Our issues are the teachings of Jesus Christ and his Church. They are neither Republican nor Democrat, right or left; they are Catholic.

Here are some things to consider about candidates and parties when voting:

  • Support for intrinsic evils?
  • Support for religious freedom, school choice, free speech?
  • Record of truth and transparency?
  • Support for the fullness of human sexuality as taught by the Church?
  • Support for the sanctity of the family, the elderly, and marriage?
  • Personal responsibility?
  • Who takes you further from God?

Consider: “The refusal to take sides on great moral issues is itself a decision. It is a silent acquiescence to evil.” – Venerable Fulton Sheen

-Tom Klocek, Chesapeake


Remember the true treasures

In the Sept. 18 edition, there appeared an article entitled “Stewards of God: sharing our time, talents, treasures.” This is a well-written article about an exciting program. I hope that the “Corresponsables de Dios” or “Stewards of God” continues to grow and have an influence in our diocese.

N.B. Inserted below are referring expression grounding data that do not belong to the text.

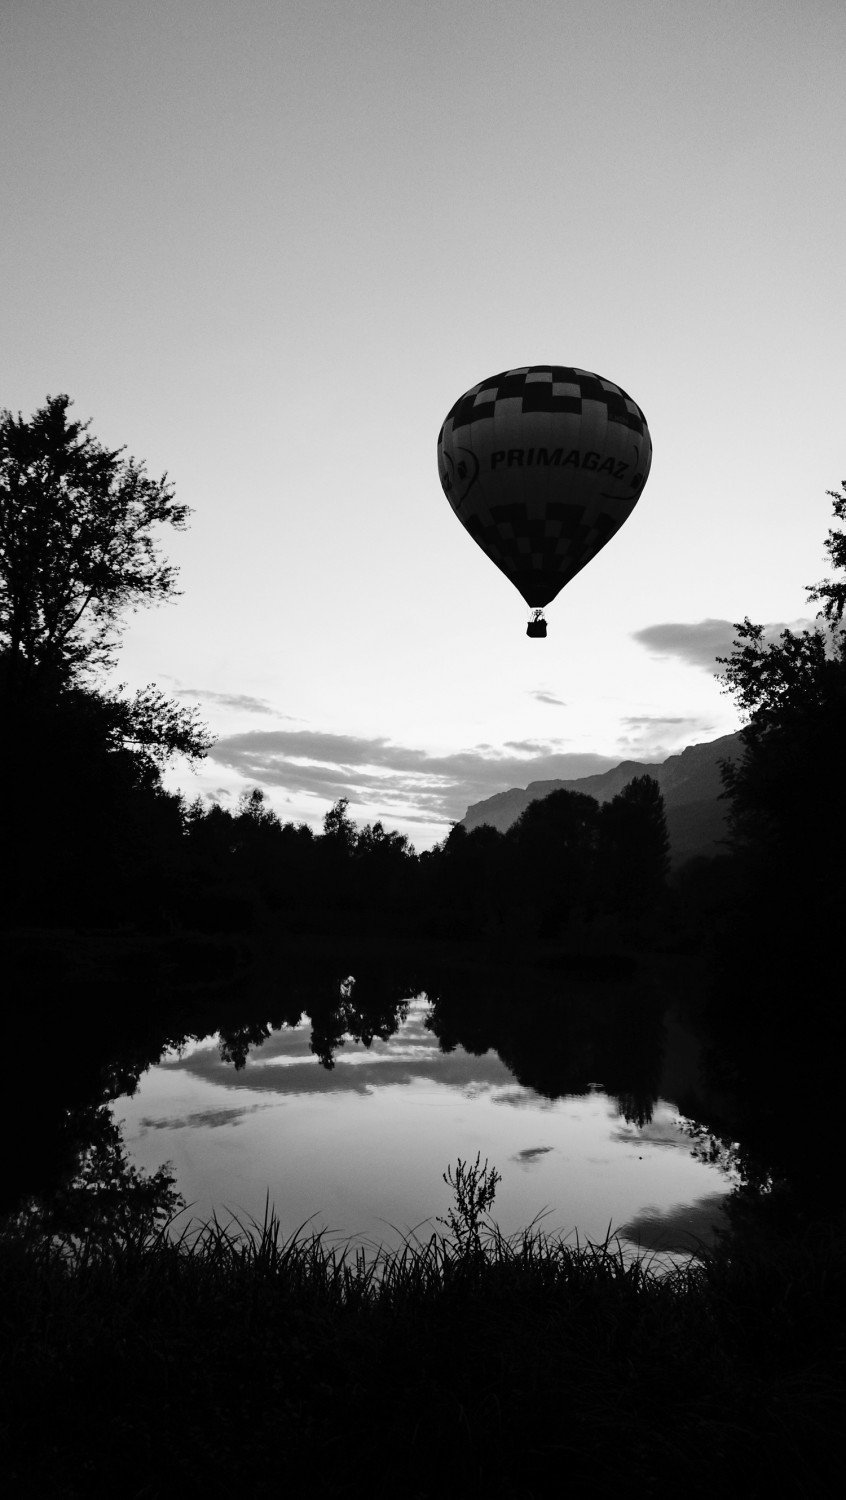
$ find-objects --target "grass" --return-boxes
[2,1164,844,1498]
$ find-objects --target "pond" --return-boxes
[116,972,732,1257]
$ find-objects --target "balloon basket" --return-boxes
[526,617,547,639]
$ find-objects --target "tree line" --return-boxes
[174,772,670,941]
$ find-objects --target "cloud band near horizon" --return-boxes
[206,729,629,826]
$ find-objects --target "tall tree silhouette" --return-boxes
[598,775,670,923]
[806,479,846,624]
[0,394,190,694]
[0,396,210,925]
[718,480,846,888]
[426,822,507,938]
[704,480,846,1205]
[508,789,600,938]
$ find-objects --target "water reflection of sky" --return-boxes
[157,1006,514,1096]
[119,998,731,1255]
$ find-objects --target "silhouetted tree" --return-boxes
[236,787,278,827]
[718,482,846,890]
[698,479,846,1209]
[507,790,600,938]
[425,822,506,938]
[0,396,210,926]
[322,797,357,852]
[0,677,204,924]
[806,479,846,624]
[353,820,417,923]
[180,790,311,931]
[597,775,670,928]
[0,395,189,694]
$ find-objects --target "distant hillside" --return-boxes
[461,731,744,866]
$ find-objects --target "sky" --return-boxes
[2,0,844,845]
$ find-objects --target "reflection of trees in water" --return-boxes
[2,944,425,1231]
[210,948,846,1220]
[6,1104,182,1247]
[679,1117,747,1183]
[424,961,666,1125]
[5,936,804,1242]
[665,944,841,1218]
[213,958,418,1070]
[306,968,411,1069]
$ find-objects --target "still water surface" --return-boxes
[119,994,730,1254]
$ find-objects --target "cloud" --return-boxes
[612,712,720,762]
[630,619,739,671]
[620,715,700,729]
[174,688,295,717]
[530,690,567,707]
[631,618,818,672]
[206,729,622,824]
[502,738,560,752]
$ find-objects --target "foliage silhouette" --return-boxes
[0,396,211,927]
[685,477,846,1211]
[0,678,202,924]
[805,479,846,623]
[597,773,670,926]
[717,479,846,890]
[0,394,190,692]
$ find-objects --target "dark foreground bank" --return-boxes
[2,1193,843,1499]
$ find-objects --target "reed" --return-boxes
[1,1162,843,1497]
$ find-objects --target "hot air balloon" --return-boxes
[437,366,652,636]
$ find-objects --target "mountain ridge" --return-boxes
[461,731,744,865]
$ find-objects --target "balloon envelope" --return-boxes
[437,365,652,609]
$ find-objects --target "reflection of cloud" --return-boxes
[492,1087,556,1110]
[632,618,817,672]
[219,1027,313,1063]
[140,1105,269,1131]
[610,1105,688,1150]
[618,1193,729,1253]
[512,1146,554,1167]
[206,729,621,824]
[162,1022,513,1098]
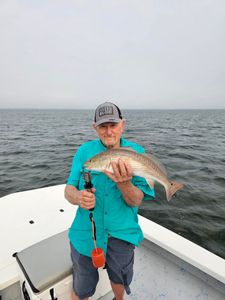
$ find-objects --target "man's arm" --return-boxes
[117,181,144,206]
[64,185,96,210]
[103,159,144,207]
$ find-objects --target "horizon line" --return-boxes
[0,107,225,110]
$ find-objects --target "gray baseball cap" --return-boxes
[94,102,123,126]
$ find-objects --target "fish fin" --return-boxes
[145,152,167,176]
[165,181,184,201]
[146,179,155,189]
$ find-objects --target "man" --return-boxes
[65,102,155,300]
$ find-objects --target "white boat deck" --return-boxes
[1,237,225,299]
[1,185,225,299]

My reason for writing is the use of the word “treasures” when the writer means money.  While some may see this as a clever use of alliteration, I think that we as Christians are taught not to view money as a treasure.

In his dream, St. Jerome is told that he is a Ciceronian and not a Christian because he valued his ability to write in Classical Latin over writing in a form of Latin that was understandable by ordinary Christians. He was told by a voice that “where your treasure is, there will your heart be also” (Lk 12:34). Waking up in a cold sweat, Jerome changed his writing style and translated the Bible in a style that all could understand.

In an old Roman story, two women are having a conversation. One woman is showing off her jewelry and gems. Seeing that her friend was not wearing jewelry, the first woman asked, “Where are your gems?”  The second woman gathered her children around her and said, “These are my gems.”

When asked, I do not think that any Christian would say that treasure is money, yet we see the triple alliteration “time, talents, and treasures” used often in church fundraising literature. Let’s not teach that “treasure” is money when our faith teaches us to detach from possessions.

Remember, “it is easier for a camel to go through the eye of a needle than for a rich man to enter the kingdom of God” (Mt 19:23-24). When the Church wants my money they should ask for money.